Question 3 True / False
A convolutional layer is translation equivariant: moving a feature in the input produces a corresponding shift in the feature map output.
TTrue
FFalse
Answer: True
Translation equivariance is a defining property of convolution. Because the filter slides across the entire input with the same weights, detecting a pattern at position (x, y) produces an activation at the corresponding location in the output feature map. If the pattern moves to (x+5, y+3), the activation shifts by the same amount. This is not translation invariance (same output regardless of position) — the output changes, but in a perfectly predictable, consistent way. Equivariance is what allows early layers to detect features and later layers to combine them regardless of absolute position.
Question 4 True / False
Max pooling layers are what give CNNs their translation equivariance property.
TTrue
FFalse
Answer: False
Translation equivariance comes from the convolutional layers, not from pooling. Pooling provides a related but different property: approximate translation invariance — small shifts in the input may produce the same pooled output, because the maximum value within a region is unaffected by small displacements. Equivariance (output shifts with input) is a property of convolution. Invariance (output stays the same) is what pooling adds. Conflating the two is a common error. Many tasks benefit from equivariance in intermediate representations (to locate features) and invariance at the final output (to classify regardless of exact position).
Question 5 Short Answer
What inductive bias does a CNN encode, and why does this make it more appropriate than a fully connected network for image classification?
Think about your answer, then reveal below.
Model answer: A CNN encodes the inductive bias that useful visual features are local (detectable from small patches) and position-independent (the same feature detector should work everywhere in the image). This is captured by small filters (locality) and weight sharing (position independence). A fully connected network has no such bias — it treats every pixel as equally related to every other, must independently learn that the same edge detector is useful at the top-left and bottom-right, and requires far more data and parameters to match a CNN's performance on images.

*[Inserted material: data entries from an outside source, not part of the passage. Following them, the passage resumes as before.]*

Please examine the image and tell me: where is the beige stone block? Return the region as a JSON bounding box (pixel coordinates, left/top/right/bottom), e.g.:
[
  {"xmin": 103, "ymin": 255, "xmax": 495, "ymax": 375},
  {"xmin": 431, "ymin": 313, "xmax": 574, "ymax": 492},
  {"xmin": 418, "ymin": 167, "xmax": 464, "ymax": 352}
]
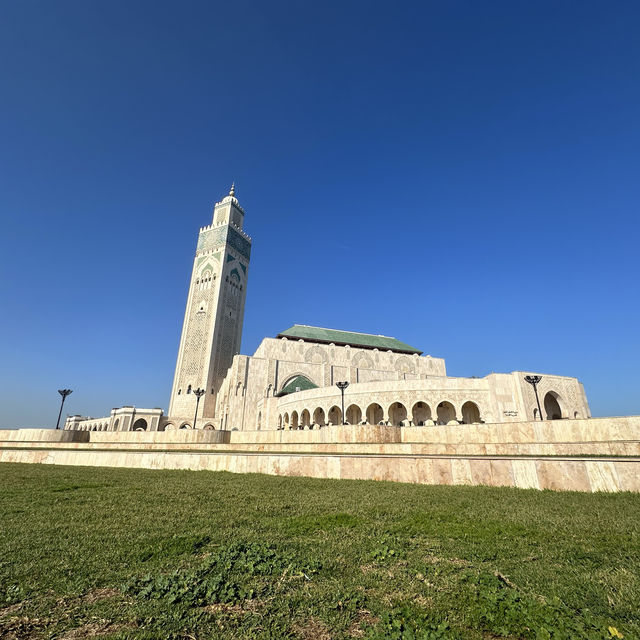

An inductive bias is a prior assumption about the structure of the problem baked into the architecture. CNNs encode two: local connectivity (nearby pixels are more related than distant ones) and translation equivariance (the same patterns matter regardless of position). These assumptions are almost always true for natural images, which is why CNNs are so effective at image tasks even with limited training data. Fully connected networks can theoretically represent the same functions, but they need exponentially more data to discover these spatial regularities from scratch.